For Vavics, water polo is legacy
USC's squads feature star coach, players from same family
BOSTON -- Whenever Southern California head coach Jovan Vavic goes to work, it is a family affair.
Jovan’s daughter, Monica, plays for the Trojans' women's team and his son, Nikola, is a member of the reigning five-time national champion men’s squad.
An 11-time national coach of the year, Jovan loves spending extensive time and being involved with the development and upbringing of his children on a daily basis. Surprisingly, he has never pushed his children into playing the sport in which he has dedicated the majority of his life. They found their own paths, which just so happened to line up with his own.
“We started all of our kids in all different sports,” Jovan said. “They played soccer, basketball, football and Monica did gymnastics.
“To me, it’s stupid to push a kid into doing something that they might not be good at. Let them play and see what [they] like the most … [My kids] really love the water.”
When Jovan mentions his kids, he is also referring to his two youngest boys of 12 and 14 years old.

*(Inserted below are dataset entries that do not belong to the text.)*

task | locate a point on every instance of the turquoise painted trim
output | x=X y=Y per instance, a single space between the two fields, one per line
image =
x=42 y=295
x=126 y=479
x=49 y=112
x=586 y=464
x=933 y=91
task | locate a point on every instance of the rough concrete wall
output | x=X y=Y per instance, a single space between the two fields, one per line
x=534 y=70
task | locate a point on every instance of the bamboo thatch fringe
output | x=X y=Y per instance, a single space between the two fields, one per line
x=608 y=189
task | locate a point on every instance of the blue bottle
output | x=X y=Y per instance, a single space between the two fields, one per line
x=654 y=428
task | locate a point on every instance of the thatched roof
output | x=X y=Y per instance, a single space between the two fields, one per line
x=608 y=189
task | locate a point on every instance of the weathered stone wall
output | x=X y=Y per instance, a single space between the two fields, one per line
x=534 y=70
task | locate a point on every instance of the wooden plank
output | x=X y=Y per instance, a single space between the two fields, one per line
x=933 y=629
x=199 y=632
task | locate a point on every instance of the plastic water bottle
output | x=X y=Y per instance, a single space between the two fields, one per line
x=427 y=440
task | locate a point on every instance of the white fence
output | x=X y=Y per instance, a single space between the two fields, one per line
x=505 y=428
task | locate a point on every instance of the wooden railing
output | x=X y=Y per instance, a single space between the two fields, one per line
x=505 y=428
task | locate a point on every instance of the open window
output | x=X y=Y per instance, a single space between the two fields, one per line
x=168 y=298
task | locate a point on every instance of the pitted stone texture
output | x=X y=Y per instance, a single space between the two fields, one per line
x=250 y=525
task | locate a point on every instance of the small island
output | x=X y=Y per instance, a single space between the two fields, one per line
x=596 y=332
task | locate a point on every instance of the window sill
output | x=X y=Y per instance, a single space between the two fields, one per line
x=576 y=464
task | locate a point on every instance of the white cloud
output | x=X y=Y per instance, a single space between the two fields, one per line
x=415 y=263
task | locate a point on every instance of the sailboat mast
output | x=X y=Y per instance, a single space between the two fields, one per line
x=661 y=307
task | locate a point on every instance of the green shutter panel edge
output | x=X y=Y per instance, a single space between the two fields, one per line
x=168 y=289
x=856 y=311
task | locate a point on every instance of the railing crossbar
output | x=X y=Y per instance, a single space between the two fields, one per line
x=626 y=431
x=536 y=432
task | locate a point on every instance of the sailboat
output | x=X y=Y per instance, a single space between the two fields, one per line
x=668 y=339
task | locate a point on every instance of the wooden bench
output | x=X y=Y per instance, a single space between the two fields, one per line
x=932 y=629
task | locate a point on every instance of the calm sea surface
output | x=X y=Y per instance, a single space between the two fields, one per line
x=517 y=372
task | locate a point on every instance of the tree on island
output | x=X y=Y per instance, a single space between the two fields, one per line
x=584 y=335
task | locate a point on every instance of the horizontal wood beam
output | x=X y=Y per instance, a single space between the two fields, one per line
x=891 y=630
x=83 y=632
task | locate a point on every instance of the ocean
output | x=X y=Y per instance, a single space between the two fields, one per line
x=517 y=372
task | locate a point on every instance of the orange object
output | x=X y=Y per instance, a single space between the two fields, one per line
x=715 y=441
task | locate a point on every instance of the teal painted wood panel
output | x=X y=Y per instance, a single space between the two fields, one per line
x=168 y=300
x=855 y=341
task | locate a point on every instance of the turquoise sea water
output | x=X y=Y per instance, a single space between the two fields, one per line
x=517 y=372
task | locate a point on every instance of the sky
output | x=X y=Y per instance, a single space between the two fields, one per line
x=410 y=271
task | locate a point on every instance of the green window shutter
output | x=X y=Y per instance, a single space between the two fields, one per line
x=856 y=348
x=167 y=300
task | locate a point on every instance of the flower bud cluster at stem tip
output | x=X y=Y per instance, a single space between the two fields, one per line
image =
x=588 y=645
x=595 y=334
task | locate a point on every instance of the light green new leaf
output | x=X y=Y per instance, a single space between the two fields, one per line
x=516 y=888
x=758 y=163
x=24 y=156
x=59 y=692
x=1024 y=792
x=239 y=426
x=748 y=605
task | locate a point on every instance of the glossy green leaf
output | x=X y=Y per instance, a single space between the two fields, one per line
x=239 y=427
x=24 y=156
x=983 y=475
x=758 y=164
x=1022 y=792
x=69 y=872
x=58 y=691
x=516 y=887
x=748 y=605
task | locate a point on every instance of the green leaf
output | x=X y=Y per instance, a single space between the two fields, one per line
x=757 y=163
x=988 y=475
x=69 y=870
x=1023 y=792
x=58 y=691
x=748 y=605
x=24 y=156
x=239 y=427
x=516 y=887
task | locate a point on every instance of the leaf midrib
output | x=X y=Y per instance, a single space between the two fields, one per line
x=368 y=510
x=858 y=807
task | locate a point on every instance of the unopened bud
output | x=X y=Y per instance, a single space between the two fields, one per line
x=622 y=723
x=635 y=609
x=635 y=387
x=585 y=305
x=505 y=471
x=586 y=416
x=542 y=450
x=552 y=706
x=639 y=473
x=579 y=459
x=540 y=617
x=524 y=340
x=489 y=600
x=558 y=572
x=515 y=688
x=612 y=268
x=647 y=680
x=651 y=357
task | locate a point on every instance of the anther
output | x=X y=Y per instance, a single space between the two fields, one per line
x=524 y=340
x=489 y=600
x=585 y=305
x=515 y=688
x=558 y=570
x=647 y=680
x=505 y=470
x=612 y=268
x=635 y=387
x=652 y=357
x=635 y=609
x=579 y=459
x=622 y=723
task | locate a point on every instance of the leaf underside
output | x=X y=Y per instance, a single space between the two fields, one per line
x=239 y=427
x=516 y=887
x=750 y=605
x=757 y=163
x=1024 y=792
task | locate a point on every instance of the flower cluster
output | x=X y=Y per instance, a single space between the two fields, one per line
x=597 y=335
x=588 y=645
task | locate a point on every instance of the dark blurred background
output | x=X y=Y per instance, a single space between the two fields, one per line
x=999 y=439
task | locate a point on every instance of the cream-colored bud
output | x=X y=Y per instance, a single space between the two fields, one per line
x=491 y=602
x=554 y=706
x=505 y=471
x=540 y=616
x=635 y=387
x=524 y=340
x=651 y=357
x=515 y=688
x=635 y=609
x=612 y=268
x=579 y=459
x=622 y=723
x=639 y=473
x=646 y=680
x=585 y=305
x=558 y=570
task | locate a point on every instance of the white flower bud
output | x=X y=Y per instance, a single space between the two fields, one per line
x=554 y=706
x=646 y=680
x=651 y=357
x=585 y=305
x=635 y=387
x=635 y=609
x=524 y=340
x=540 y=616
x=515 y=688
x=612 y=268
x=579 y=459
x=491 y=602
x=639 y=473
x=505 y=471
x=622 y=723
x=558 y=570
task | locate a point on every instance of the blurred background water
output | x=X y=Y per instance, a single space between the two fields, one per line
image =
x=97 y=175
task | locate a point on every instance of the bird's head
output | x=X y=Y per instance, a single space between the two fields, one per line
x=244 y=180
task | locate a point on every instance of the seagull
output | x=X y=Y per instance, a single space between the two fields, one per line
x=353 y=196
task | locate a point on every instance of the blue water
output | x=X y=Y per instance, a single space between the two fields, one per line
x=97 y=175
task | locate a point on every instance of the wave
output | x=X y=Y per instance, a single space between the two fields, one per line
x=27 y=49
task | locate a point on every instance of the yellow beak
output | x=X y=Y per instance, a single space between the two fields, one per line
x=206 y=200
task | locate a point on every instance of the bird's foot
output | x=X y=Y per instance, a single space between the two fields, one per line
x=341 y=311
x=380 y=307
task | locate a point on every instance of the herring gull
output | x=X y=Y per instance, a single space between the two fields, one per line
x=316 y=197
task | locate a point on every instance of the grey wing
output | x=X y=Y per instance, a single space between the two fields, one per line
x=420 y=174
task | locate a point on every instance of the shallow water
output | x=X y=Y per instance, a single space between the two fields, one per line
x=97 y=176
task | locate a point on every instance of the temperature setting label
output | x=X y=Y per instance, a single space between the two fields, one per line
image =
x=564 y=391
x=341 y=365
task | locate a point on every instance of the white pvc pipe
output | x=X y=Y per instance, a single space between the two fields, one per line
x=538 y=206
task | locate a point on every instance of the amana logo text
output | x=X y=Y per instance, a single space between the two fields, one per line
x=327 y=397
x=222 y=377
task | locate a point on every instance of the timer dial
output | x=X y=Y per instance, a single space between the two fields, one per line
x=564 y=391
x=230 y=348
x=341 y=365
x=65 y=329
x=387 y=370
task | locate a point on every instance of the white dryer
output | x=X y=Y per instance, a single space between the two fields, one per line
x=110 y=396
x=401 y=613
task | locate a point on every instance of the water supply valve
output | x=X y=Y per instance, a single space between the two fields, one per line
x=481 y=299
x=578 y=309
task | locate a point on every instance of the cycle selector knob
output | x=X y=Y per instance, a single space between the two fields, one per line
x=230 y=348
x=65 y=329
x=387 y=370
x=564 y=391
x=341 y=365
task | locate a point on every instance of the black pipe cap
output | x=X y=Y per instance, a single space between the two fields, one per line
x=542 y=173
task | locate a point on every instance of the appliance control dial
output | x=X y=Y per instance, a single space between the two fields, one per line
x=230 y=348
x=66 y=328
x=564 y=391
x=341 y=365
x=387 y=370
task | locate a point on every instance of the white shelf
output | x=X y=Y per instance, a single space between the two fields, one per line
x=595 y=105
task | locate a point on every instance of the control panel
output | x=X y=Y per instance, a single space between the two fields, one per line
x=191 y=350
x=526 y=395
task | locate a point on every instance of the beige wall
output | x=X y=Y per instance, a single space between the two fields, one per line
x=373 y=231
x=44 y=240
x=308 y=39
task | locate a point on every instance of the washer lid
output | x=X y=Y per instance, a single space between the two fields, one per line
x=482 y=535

Talented water polo players in their own right, they could find themselves swimming the waters of USC in the near future.
“They will play,” Jovan jokingly said of his youngest children’s potential water polo careers with the Trojans. “They’re both already very good and talking about playing.”
Monica echoes her father’s praise of the up-and-coming Vavics waiting in the wings.
“One of my younger brothers skyrocketed and is about to be taller than me,” Monica said.
“I’m a bit nervous. It’s only a couple of days until he is better than me. [My brothers] are eager to be [at USC], the same way I was.”
The 11-time national champion Jovan is extremely optimistic about the possibility of coaching his other children down the road.
“My wife would not be happy if I coached the two older ones and not the two younger ones,” Jovan said.
The formula seems to be working thus far. Monica doesn’t seem to mind having her dad on the sideline. In fact, she is one of his biggest fans and wouldn’t have it any other way.
“I respect the way [my dad] coaches,” Monica said. “I thrive under his coaching. In high school, it was tough watching myself digress as I got older as a player. Now, I know every day I am getting better and accomplishing what I want to.”
Monica has seen her eldest brother hoist three national title trophies in as many years and hopes to capture her first this season as a member of the top-seeded USC squad.
Constantly following in her older brother’s footsteps throughout her early career at USC, Monica finds Nikola as a form of motivation and strength in her development as an athlete.
“It’s nice to have an older brother who has been in the similar position as I have,” Monica said. “It’s very calming to have him as someone to talk to. He cares about you as a family member would, but has the wisdom that you would get from a teammate or a friend.”
If Nikola is any indication of the direction and potential the Vavic family can expect, then there are many successful years to come for the men’s and women’s programs.
Aiming for overall national title No. 12, his fourth with the women’s team, Jovan understands the importance of winning. However, he knows what he and his family are doing goes far beyond that.
“Winning with [my children] is not relevant,” Jovan said. “It’s important that we are together. Winning is just the icing on the cake.
“Monica was in the championship match last year and we came a little short. Sometimes you love your kids even more when they don’t succeed. You learn more from your losses than you do from your wins.”
Monica and Jovan might not always agree on everything, but they both understand the importance of their relationship in and out of the pool.
“What happens in the water stays in the water when you go home,” Jovan said. “[Nikola] doesn’t want to talk about water polo, but Monica initiates the conversations. She really wants to be taught more.”
Monica isn’t all serious at home. She knows when it’s time to kick back your feet and enjoy some family time. Nevertheless, sports consume the Vavic home.
“The household environment is good,” Monica said. “My mother is a fantastic cook so we are usually gathered around the table or watching some basketball.”
When asked of his team’s expectations during this year’s tournament following its first-round 27-1 rout of eighth-seeded Pomona Pitzer, Vavic left no doubt to what was on his mind.
“We are excited about hopefully getting the opportunity to avenge our loss from last year,” Jovan said. “I’m really hoping we get another opportunity to play Stanford.”